In the absence of any suitable strategy, the Atlantic Alliance reverted to the old reflexes of US military culture, those of the Korean and Vietnam Wars: to make life impossible for the population so that it will turn against its "Guide" and finally topple him. Thus, since the beginning of Ramadan, NATO has strengthened the naval blockade to cut the gasoline and food supplies; bombarded power plants and water supply systems; destroyed the agricultural cooperatives, the small fishing ports and the covered markets.

In short, the actions of the Alliance run counter to what the U.N. Security Council and certain Member State parliaments demanded: instead of protecting the civilian population against a tyrant, it is bent on terrorizing civilians to get them to rise against the leader they support.

This strategy is expected to continue until the end of Ramadan. The Alliance will then have three weeks left to try and score a significant victory before the clock strikes twelve: on September 19th, the United Nations General Assembly will meet in New York and could demand explanations about the ongoing operation, note the incapacity of the Security Council to restore the peace, and impose its own recommendations.
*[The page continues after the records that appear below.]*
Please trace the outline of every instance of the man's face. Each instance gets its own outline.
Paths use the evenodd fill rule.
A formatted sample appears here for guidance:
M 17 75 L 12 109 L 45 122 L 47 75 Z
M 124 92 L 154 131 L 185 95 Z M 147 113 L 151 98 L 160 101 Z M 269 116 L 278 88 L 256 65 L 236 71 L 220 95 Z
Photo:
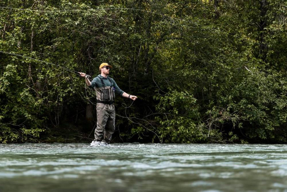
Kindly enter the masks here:
M 106 75 L 107 75 L 110 74 L 110 69 L 108 66 L 104 67 L 102 68 L 102 71 L 104 74 Z

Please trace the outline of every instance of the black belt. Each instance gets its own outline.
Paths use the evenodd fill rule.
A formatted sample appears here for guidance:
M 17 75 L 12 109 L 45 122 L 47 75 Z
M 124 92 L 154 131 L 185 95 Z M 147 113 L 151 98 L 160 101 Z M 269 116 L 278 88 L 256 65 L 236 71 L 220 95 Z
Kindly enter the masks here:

In preparation for the resumption of ground fighting in early September, NATO is arming the Misrata rebels and clearing the road they will use to seize Zlitan. With France once again refusing to deliver weapons, Qatar has obliged by freighting them by plane, despite the UN embargo. On the night of 8 to 9 August, the Alliance cleaned up Majer hill, which could serve as an outpost to defend Zlitan. In the process, it bombed farms and tents where twenty displaced families were sheltered, killing 85 people including 33 children.